Iteration, as far as I can see so far, occurs structurally in Middle English only at the point at which a stanza might be split in two.  For an example, here’s the rhyme-scheme of a twelve-line stanza: ababababcdcd.  As you can see, this 12-line stanza could easily split into two units of eight and four, so the iteration occurs to link lines 8 and 9, joining the last b-rhyme line to the first c-rhyme line.  Stanzas in which the rhymes cross over each other and therefore aren’t splittable, like the octave ababbcbc pattern, don’t have iteration.

That is not to say that all stanzas which could be split into component parts without crossing rhyme had to have iteration.  Plenty of poets are not bothered about splittable stanzas.  Like stanza-linking, it’s not really pragmatic (i.e. you can’t really argue that it’s just a practical solution to stop scribes misplacing parts of stanzas), but tends to co-occur with other kinds formal complexity like stanza-linking or alliteration etc.  So it’s used by poets who are hyperconscious of form.

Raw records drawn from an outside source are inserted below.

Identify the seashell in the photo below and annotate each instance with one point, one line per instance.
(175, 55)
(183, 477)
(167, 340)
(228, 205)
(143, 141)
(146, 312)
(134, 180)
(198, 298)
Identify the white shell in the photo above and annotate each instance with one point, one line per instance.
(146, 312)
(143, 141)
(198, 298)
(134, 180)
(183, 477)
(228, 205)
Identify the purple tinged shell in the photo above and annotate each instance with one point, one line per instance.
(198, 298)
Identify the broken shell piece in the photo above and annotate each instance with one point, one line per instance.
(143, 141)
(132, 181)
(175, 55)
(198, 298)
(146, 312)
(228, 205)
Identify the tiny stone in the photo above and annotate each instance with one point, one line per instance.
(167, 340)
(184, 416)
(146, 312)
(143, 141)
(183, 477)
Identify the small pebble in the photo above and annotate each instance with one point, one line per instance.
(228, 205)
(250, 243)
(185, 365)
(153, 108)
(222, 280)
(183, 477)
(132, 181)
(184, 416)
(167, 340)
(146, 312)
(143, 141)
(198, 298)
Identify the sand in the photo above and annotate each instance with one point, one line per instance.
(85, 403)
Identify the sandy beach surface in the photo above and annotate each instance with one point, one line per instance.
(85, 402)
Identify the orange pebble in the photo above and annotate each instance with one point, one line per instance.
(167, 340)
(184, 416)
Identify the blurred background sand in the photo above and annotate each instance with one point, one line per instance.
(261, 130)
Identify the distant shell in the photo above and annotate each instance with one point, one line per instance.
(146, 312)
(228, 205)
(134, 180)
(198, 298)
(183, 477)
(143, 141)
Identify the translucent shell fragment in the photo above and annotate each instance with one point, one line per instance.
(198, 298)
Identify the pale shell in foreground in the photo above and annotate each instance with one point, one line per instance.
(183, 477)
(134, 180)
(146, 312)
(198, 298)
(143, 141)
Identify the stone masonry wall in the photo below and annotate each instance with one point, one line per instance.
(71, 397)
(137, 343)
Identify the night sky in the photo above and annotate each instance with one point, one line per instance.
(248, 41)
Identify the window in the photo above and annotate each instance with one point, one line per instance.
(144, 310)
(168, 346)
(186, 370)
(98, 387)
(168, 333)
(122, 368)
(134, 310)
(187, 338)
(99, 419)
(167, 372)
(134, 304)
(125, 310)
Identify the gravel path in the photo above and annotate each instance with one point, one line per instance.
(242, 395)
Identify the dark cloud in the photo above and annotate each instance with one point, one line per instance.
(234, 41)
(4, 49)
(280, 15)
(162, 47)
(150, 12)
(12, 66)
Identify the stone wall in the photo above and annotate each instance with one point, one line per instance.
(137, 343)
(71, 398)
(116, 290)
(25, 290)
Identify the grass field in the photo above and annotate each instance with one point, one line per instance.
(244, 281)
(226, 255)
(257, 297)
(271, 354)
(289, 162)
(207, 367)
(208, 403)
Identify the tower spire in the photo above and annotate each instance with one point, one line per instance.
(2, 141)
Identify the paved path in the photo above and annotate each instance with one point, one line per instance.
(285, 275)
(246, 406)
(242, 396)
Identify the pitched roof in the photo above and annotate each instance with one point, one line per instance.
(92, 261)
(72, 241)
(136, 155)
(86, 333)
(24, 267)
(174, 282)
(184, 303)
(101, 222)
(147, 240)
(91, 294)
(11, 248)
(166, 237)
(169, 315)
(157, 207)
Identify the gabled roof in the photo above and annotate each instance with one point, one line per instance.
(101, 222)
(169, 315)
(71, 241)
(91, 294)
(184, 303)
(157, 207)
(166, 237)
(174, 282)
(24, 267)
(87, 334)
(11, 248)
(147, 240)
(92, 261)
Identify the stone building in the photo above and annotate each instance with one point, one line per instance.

It turns up in different types of stanzas and in different genres, so is clearly something that poets choose to do rather than do automatically.  Though it frequently occurs in alliterative-stanzaic poetry, one of the earliest examples, the Auchinleck manuscript’s ‘The Clerk who would see the Virgin’ is not alliterative.  It appears in stanzas from six lines long to eighteen lines long.  It appears in political songs, love lyrics and moral lyrics in MS Harley 2253, and also in shortish narratives.

One type of iteration joins a sequence of monorhymed lines to a final couplet (see examples here and item X here).  Another type joins a group of longer lines to a group of shorter lines often called a ‘wheel’. This iteration tells us that a Middle English stanza could have subdivisions, like the octave and sestet of a sonnet.  Modern critics call these the frons (‘forehead’ or ‘front’) and cauda (‘tail’), or frons and sirma (‘train’, i.e. what trails behind a garment).  These terms are drawn from Dante’s discussion of lyric forms in De Vulgari Eloquentia. In between these two sections is the diesis (the name Dante gives to the point in a lyric where the melody changes), like the volta of a sonnet.  But unlike in the sonnet , where we feel the volta ought to be a break in both meaning and form, some Middle English poets (curiously very like some of the earliest Italian sonneteers of the Sicilian School) felt it was more important to draw a stanza together than to split it up.

Another way to link a section of longer lines with a shorter wheel was a ‘bob’ (a single short line which rhymes with one of the lines of the wheel): Sir Gawain and the Green Knight is famous for its bobs and wheels.  Ad Putter points out that the bob takes over from iteration and renders it unnecessary – the bob ties the two parts of the stanza together as a kind of free-floating linking phrase.

Another innovation which helps kill off iteration (I think) is the stanza form used by the Awntyrs of Arthur poet.  The Awntyrs A stanza rhymes ababababcdddc, with iteration at 8/9.  The first nine lines are rhyming alliterative long lines.  The Awntyrs A poet makes each ninth line the same metre as the first eight, thus linking both by metre (lines 8 and 9 share the same form) and by iteration.  Later poets imitating the Awntyrs A stanza in texts like Gologras and Gawain chose to link by metre (a longer ninth line) and not iteration, and so iteration fell out of fashion.  As Ruth Kennedy and Susanna Fein have shown, however, iteration remains a possibility in hymns praising saints and in a psalm paraphrase.